# My Standardbred (roached back or not?)



## Sugarcube (Dec 29, 2010)

I recently adopted this beautiful 8 year old ex pacer. Freya has a temperament to die for, just so calm and willing! And needless to say that she is going amazingly under saddle... But I've noticed that her back looks very straight compared to my friend's horses (they live in the same paddock). She is not in any sort of pain as I always massage her back before and after a ride and get no response, just her being relaxed and slightly leaning onto me to get more pressure  So, here's the photos! Please note she looks quite skinny as she's only just been rescued and is now on expensive conditioning pellets, and of course the classic chaff, jockey oats, linseed and minerals and endless quality hay supply. 

























Sent from my D5833 using Tapatalk


----------



## tinyliny (Oct 31, 2009)

The pictures don't show a reached back, only a straight one. She's pretty , and not so terribly thin, either


----------



## DraftyAiresMum (Jun 1, 2011)

Do you have a pic of her standing at least semi-square that's taken from the side? There's something in that pic of her walking that's bothering me about her back/hind that I can't quite put my finger on...
_Posted via Mobile Device_


----------



## Sugarcube (Dec 29, 2010)

That's all the photos I have from her without the saddle on so far... I managed to get her to canter up the hill for the first time this morning and she did it so smoothly!

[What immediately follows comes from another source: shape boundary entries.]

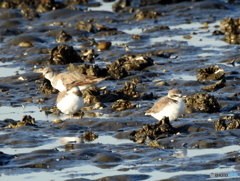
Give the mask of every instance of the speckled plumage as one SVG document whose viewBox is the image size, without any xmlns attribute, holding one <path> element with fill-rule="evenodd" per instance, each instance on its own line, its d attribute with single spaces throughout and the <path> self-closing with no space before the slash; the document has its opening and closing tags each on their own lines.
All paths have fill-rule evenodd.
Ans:
<svg viewBox="0 0 240 181">
<path fill-rule="evenodd" d="M 145 115 L 151 115 L 157 120 L 161 120 L 164 116 L 169 117 L 170 121 L 174 121 L 185 111 L 185 103 L 182 100 L 181 91 L 172 89 L 168 95 L 162 97 L 155 102 L 153 107 L 145 112 Z"/>
<path fill-rule="evenodd" d="M 58 74 L 50 67 L 45 67 L 41 72 L 43 73 L 43 76 L 51 82 L 51 85 L 60 92 L 66 91 L 67 85 L 75 84 L 80 90 L 84 90 L 91 86 L 91 84 L 105 79 L 77 72 L 63 72 Z"/>
<path fill-rule="evenodd" d="M 68 85 L 67 91 L 59 92 L 56 105 L 62 113 L 73 115 L 84 106 L 82 92 L 78 86 Z"/>
</svg>

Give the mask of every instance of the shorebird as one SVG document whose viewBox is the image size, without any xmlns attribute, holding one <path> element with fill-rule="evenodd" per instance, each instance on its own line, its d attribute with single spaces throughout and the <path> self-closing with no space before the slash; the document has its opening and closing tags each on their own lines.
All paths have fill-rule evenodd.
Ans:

Sent from my D5833 using Tapatalk


----------



## jaydee (May 10, 2012)

I can't really tell from those photos of she has a bump along her back or not - I don't think she's roach back based off them but she does lack topline from needing to carry more weight and build up some muscle


----------



## Sugarcube (Dec 29, 2010)

Thanks for the replies guys, she certainly does lack topline (I can feel her bony back when we ride bareback) but I am feeding her very well so I'm hoping to see improvement. What is the best feed to help them gain weight fast?

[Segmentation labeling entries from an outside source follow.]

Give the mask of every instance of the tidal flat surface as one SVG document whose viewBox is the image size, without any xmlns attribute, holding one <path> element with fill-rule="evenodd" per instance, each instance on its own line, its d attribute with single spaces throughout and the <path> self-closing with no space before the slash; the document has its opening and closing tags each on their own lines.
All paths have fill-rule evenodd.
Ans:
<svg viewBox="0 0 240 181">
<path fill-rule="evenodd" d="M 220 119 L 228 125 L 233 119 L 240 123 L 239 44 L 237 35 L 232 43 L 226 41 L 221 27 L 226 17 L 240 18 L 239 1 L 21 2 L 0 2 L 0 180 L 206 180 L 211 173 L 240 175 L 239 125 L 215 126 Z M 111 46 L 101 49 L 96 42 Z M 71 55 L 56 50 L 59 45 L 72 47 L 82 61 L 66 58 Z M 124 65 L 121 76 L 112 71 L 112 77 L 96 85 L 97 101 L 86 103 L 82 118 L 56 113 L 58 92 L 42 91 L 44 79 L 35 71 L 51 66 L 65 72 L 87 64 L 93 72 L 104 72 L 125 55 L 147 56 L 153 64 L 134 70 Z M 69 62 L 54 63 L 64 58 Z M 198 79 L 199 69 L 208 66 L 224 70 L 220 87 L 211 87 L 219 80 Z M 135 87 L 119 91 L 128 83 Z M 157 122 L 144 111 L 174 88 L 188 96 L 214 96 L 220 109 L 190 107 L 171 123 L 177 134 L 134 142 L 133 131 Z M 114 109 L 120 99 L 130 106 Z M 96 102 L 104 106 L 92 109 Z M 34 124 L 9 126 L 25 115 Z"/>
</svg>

Sent from my D5833 using Tapatalk


----------



## Golden Horse (Feb 20, 2010)

Sounds from your first post that you are on top of the weight building, as much hay as she wants, plus the extras, it was fun translating them, Aussies use words that I am familiar with from the UK, Linseed is flax here in North America.....

I take it that you have checked her worm burden and wormed if needed, and also had her teeth checked? Those things make sure that all that good grub actually get used properly.

She looks to have good enough weight that you can be doing work with her to help her build muscle at the same time.


----------



## Sugarcube (Dec 29, 2010)

Haha, sorry I forgot to mention I'm in Australia 

She's had her teeth done a week ago but I'm actually not sure about when she was wormed last, I better get on to that asap, thanks for the tip!

Sent from my D5833 using Tapatalk


----------



## Saddlebag (Jan 17, 2011)

Pacers move differently from trotters and they develop a different topline. The trotters are more high headed and hollow backed. Trotting is tougher on the front joints whereas pacing is tougher on the hocks. This was told me by a groomsman at the track. It will take time but as the horse is worked in a correct frame, a slow process, it's top line will change.


----------